Speakers
Darwin Day Tennessee is excited to have UT Alumni, Dr. Harry Greene and Dr. Rosemary Gillespie, present keynote addresses this year.
Inspiration from islands for understanding evolution
Wednesday, February 8
7:00 – 9:00 pm
University Center Auditorium
Islands provide an ideal setting for teaching us about the process of evolution. Since the time of Darwin and before, studies on islands have provided insights into the interplay between organisms and their environment in shaping evolutionary processes, including the nature and timing of species formation and accumulation of species within ecological communities. Remote islands in particular have been heralded as “natural laboratories”, with communities largely assembled from species that have evolved within the islands as a result of adaptive radiation. In my Darwin Day address I will talk about three features of island biology in particular that inform evolutionary understanding: (1) The interacting roles of dispersal and evolution in shaping the biota on islands; (2) Patterns of speciation and the nature of convergent evolution in shaping ecologically similar sets of species on different islands; (3) Genetic and morphological changes involved in the initial stages of speciation following island colonization. I illustrate these processes and what we can learn about evolution with my own studies of spiders and other arthropods on islands. Finally, I discuss our efforts to use island systems to educate the next generation of scientists about evolution and biodiversity.

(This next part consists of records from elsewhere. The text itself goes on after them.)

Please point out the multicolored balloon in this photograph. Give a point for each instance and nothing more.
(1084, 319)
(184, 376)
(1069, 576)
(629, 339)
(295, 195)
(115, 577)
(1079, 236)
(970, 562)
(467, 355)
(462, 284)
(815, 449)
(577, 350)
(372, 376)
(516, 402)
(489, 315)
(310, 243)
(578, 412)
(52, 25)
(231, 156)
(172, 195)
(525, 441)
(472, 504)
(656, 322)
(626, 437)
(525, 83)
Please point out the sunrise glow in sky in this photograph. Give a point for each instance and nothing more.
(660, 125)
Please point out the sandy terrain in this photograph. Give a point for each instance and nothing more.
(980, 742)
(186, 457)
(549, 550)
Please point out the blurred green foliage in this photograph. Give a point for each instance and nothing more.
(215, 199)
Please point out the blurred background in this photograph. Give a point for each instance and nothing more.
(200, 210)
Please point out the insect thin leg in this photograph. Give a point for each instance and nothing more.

Natural history, aesthetics, and conservation
Thursday, February 9
7:00 – 9:00 pm
University Center Auditorium
The diversity of life on earth is under serious threats from multiple human-related causes, and science plays well-known roles in addressing management aspects of this problem. This presentation will describe how natural history also enhances our appreciation for organisms and environments, thereby potentially influencing the value judgments that ultimately underlie all conservation. I will discuss how Kant’s distinction between beauty and sublime can be combined in the context of Darwin’s notion of descent with modification, then illustrate this approach with frogs, snakes, Africa, Longhorns, and Condors.
Short Biographies
Dr. Rosemary Gillespie
Rosemary Gillespie is Director of the Essig Museum of Entomology at the University of California, Berkeley, where she is also Professor and holds the Schlinger Chair in Systematics. She was born and educated in Scotland, receiving her B.Sc. in Zoology from Edinburgh University in 1980. She came to the U.S. to conduct graduate work on the behavioral ecology of spiders with Dr. Susan Riechert at the University of Tennessee and received her Ph.D. in Zoology in 1986. After several months at the University of South in Tennessee, she started work at the University of Hawaii in 1987, initially as a postdoc, and in 1992 joined the faculty as Assistant Professor in Zoology and Researcher in the Hawaiian Evolutionary Biology program. Since her PhD, Gillespie's research has focused on patterns of diversification and adaptive radiation among lineages of spiders in the Hawaiian Islands. She joined the faculty at the University of California in Berkeley in 1999, where she continues her research focus on the islands of the Pacific, which serve as microcosms for studying how biodiversity forms and goes extinct. Her research has expanded geographically to include the islands of southern Oceania and the Indian Ocean. She is currently President-elect of the International Biogeography Society, Past-President of the American Arachnological Society, a Trustee and Fellow of the California Academy of Sciences, and serves as Associate Editor for Molecular Ecology, and on the council of the American Genetics Association.
Dr. Harry Greene
Harry W. Greene got a B.A. from Texas Wesleyan College in 1968 and served as an army medic for three years. He earned his M.A. from University of Texas at Arlington in 1973 and Ph.D. from the University of Tennessee, Knoxville in 1977. He taught at the University of California, Berkeley for two decades, then moved to Cornell in 1999 as a professor of Ecology and Evolutionary Biology. He has studied the behavioral ecology, evolution, and conservation of predators in North and South America, Europe, Africa, Asia, and most recently Brazil and the U.S.-Mexico borderlands. Harry’s honors include the Berkeley Distinguished Teaching Award, American Society of Naturalists’ Edward Osborne Wilson Award, election as fellow of the American Association for the Advancement of Science and president of the American Society of Ichthyologists and Herpetologists, and most recently Cornell’s Stephen H. Weiss Presidential Fellowship. His Snakes: the Evolution of Mystery in Nature won a PEN Literary Award and made the New York Times’ list of “100 Most Notable Books.” At Cornell he’s taught introductory biology, herpetology, desert ecology, and graduate field ecology, and his next book, Tracks and Shadows: Field Biology as Art, is nearing completion.